「農家が誇り持てる形で」/TPP交渉
キビ生産実情を再確認/江藤農水副大臣が来島
江藤拓農林水産副大臣が来島し、4日は宮古のサトウキビ農家などの実情把握と現在交渉が進められている環太平洋連携協定(TPP)での「砂糖」の重要品目の扱いについて、宮古での視察とヒアリングなどを行った。
江藤副相は「農家がサトウキビを作ることに喜びと誇りを感じ、島を守っているのだという文化があることを忘れずに国は交渉に臨むべきだ」と述べ、TPP交渉に国は強い姿勢で臨んでいくことを強調した。
江藤副相は第2次安倍内閣発足時に農水副相に就任しTPPを担当した。来月予定する内閣改造で任を解かれる予定で、今回の宮古視察はサトウキビを中心に島の農業生産の実態を再確認するために訪れたという。

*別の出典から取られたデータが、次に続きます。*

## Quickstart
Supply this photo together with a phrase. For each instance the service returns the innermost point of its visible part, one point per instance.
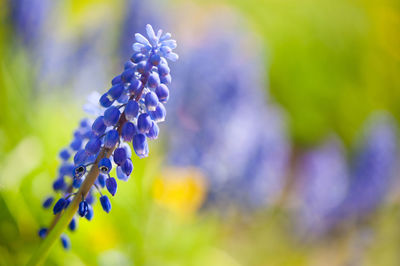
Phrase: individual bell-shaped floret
(76, 183)
(144, 123)
(59, 206)
(140, 145)
(127, 167)
(134, 86)
(163, 70)
(90, 213)
(111, 116)
(153, 132)
(106, 100)
(121, 175)
(80, 157)
(128, 74)
(93, 146)
(162, 93)
(98, 125)
(167, 79)
(83, 208)
(105, 203)
(111, 139)
(120, 156)
(48, 202)
(79, 171)
(116, 80)
(137, 57)
(101, 180)
(151, 101)
(115, 91)
(42, 232)
(105, 166)
(76, 144)
(131, 110)
(159, 114)
(65, 242)
(111, 185)
(128, 131)
(155, 59)
(64, 154)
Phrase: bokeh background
(280, 145)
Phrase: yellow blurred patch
(181, 190)
(102, 234)
(388, 29)
(84, 14)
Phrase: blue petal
(141, 39)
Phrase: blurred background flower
(273, 137)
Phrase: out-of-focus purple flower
(372, 168)
(221, 123)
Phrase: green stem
(54, 233)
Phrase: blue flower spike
(111, 185)
(42, 232)
(65, 242)
(127, 113)
(83, 208)
(59, 206)
(48, 202)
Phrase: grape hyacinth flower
(131, 113)
(372, 170)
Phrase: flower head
(128, 112)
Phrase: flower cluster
(133, 107)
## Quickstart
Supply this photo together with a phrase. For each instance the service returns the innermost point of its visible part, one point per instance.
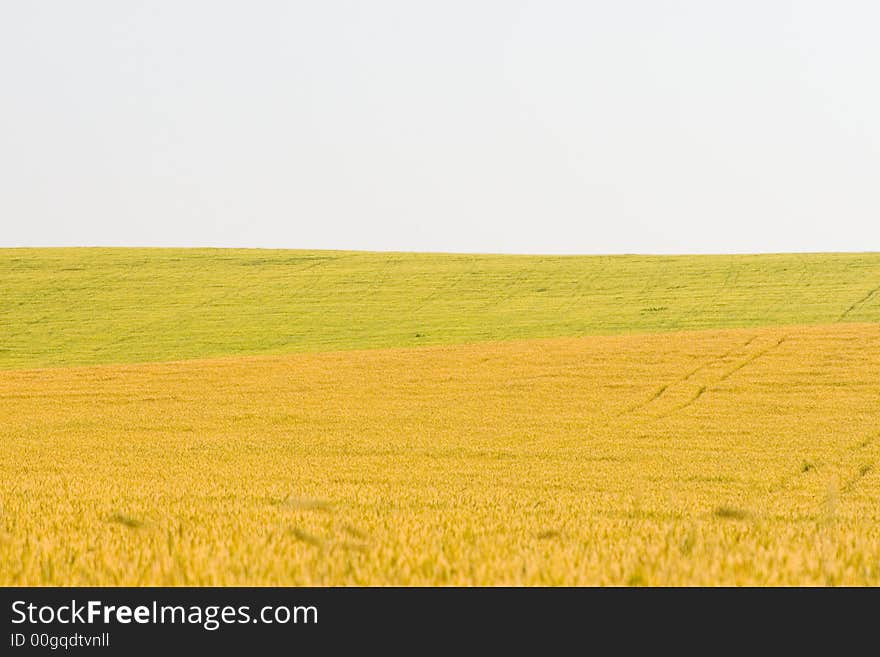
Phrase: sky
(625, 126)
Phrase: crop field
(284, 418)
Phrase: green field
(61, 307)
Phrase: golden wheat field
(736, 456)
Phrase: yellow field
(740, 456)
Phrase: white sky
(619, 126)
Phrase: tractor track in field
(702, 386)
(859, 304)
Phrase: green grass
(62, 307)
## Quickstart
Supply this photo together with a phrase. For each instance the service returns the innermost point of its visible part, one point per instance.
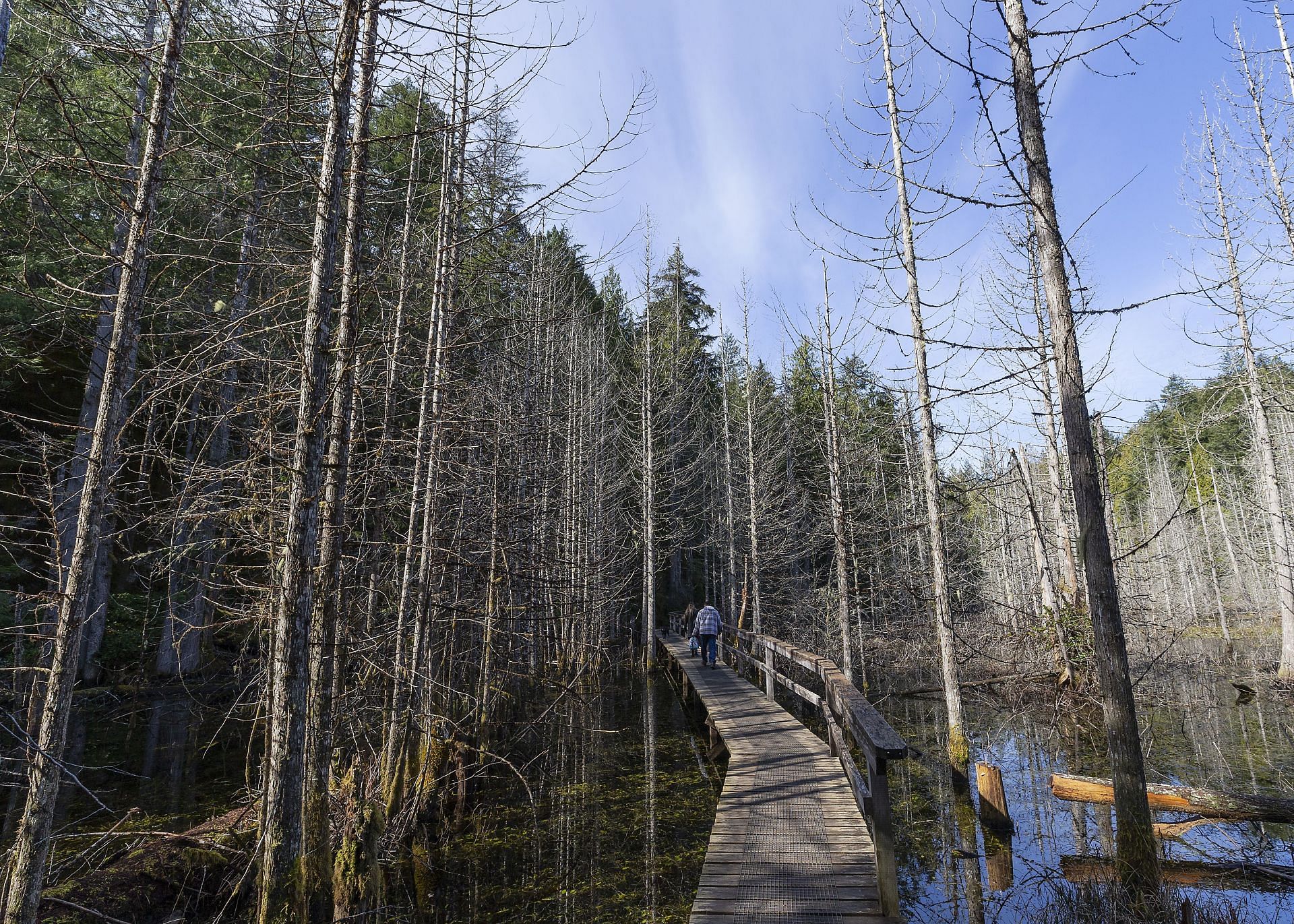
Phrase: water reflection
(1195, 733)
(617, 827)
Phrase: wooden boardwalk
(790, 842)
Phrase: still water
(1195, 733)
(596, 804)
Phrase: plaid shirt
(708, 623)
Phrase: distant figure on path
(708, 627)
(689, 627)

江藤副相は4日、市平良庁舎を訪れ、下地敏彦市長と面談した。下地市長は「サトウキビは沖縄全体の経済を支えているということを忘れずにTPPの中でも重要品目として扱われるようお願いしたい」と述べた。このほか下地市長は、「独立行政法人種苗管理センターの宮古島市への移転」と「畜産担い手育成総合整備事業の要件緩和」の2項目を要請した。
市長との面談後、江藤副相は現在建設が進められている伊良部大橋を視察。県土建部職員から概要説明を受け、大橋開通後には宮古島から伊良部島へ、かんがい排水施設の農業用水が送水されることなどの説明を受けた。
江藤副相は沖縄製糖を視察し、職員から宮古のサトウキビ生産実態と製糖工場の概要を聴取。また、生産農家を訪れ、サトウキビ作りに関する農家事情を聞き取った。
本紙の取材に応じた江藤副相は、「島の基幹産業であるサトウキビや製糖工場を守ることは当然、国として果たすべき役割だ」と述べた。TPPの進ちょくについては、「担当なので守秘義務はあるが、サトウキビ農家の皆さんと会うときに、顔向けできないことだけはしたくない」と述べ、オバマ米大統領が来日した時の状況から、あまり進展がないことなどを明かした。
また、砂糖が重要品目から漏れた場合の国の特別措置について江藤副相は、「農家がお金さえもらえれば、売れもしない砂糖を作るのかというと私は、そうは思っていない」と述べ、「国はサトウキビが島を支えた歴史や文化があるのだということをも含め再認識し、強い姿勢で交渉にあたるべき」との見解を示した。
江藤副相は地下ダム施設の視察を行った後、同日夜の便で帰任した。